During the running of the project, OpenSensors attracted interest from the Guardian’s data visualisation team. The project spawned a similar initiative in Oakville, Ontario, who contacted OpenSensors for advice.
Throughout the project, the ODI’s Evidence programme team provided mentoring to OpenSensors, helping to guide the direction of the project and maximise its impact. The project presented aggregated data, recorded over two months, at the 2015 ODI Summit, accompanied by the release of a report that same day. This was picked up by The Times on the following morning, bringing the findings to both a mainstream and specialist audience. Further references to the project were made in the London Evening Standard and the Guardian. The Times article, reporting Breathe Heathrow’s main finding that NOx levels regularly exceeded the EU limit of 40µg/L, caught the attention of the parliamentary Environmental Audit Committee, held that day.
In summarising the project as it was reported in The Times, the Chair of the Committee, Huw Irranca-Davies, MP, picked up on the democratisation of data angle, praising the project for involving communities in gathering the data, and the fact that it was open data, gathered and published.

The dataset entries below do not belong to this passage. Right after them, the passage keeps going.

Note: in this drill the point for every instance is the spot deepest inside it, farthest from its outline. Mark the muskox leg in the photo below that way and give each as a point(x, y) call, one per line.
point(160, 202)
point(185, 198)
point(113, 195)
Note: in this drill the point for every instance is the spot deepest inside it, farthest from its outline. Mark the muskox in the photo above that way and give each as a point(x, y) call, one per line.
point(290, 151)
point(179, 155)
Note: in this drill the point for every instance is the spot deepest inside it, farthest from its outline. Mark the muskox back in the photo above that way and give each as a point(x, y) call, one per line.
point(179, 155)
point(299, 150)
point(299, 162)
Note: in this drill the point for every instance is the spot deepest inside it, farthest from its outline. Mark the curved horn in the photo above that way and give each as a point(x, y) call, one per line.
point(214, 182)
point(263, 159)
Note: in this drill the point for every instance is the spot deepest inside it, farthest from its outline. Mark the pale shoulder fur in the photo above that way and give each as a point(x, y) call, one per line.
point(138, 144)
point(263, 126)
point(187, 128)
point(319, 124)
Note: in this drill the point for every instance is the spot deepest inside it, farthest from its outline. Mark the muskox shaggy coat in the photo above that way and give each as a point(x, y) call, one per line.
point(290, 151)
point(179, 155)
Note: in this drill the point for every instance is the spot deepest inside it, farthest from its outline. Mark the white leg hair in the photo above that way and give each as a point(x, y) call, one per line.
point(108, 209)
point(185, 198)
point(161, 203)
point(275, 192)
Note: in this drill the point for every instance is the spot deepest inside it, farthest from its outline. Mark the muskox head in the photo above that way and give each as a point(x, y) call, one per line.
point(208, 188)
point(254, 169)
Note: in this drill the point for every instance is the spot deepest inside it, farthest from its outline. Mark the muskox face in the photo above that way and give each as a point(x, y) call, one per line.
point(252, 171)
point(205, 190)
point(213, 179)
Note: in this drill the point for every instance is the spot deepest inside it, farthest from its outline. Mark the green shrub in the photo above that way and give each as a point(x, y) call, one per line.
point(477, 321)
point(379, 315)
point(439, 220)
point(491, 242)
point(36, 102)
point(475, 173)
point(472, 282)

This stood in contrast to the audited data the committee was used to being presented with. “Very often in the report from the commission they deal with aggregates of emissions. [But] This is in somebody’s garden. Which one is most appropriate? Let us hold that thought,” he said, going on to request that Heathrow’s Chief Executive Officer and Director of Sustainability and Environment provide a written response to the findings of the research.
The Breathe Heathrow project was not without its own challenges. Maintaining the initial enthusiasms of residents was one; even those whose enthusiasm was maintained inadvertently caused periodic gaps in the data, due to anything from a resident’s wifi being turned off to a curious toddler pulling out cables from a router. One piece of learning to come from the project is that smart cities built on devices collecting and publishing open data may be better served from a network infrastructure that does not rely on people’s own connections, for instance.
But in bringing facts to a highly polarised debate, Breathe Heathrow succeeded in informing policy debate. Shortly after the Breathe Heathrow story hit the media, and publication of related research by Policy Exchange and King’s College London, the Airport Commission made the decision to delay airport expansion in South East England for six months. The Times reported that the Prime Minister blamed the delay on “doubts that a third runway could meet air quality standards”.
The Breathe Heathrow project, supported by the ODI through its summer showcase, has shown how open data has the power to inform decisions about the development of our transport infrastructure. Proposals to build airports, motorways and railways are always likely to generate highly polarised debate, but until enough data on the impacts of such projects and the construction necessary to build them is made available, making objective decisions about the benefits and costs will always be difficult to do. Breathe Heathrow provides a repeatable model that can be cheaply and easily adopted by communities worldwide to ensure they are better informed about environmental impacts in their own communities. We have shown how the resulting data analysis can be used to better support evidence-based policy making.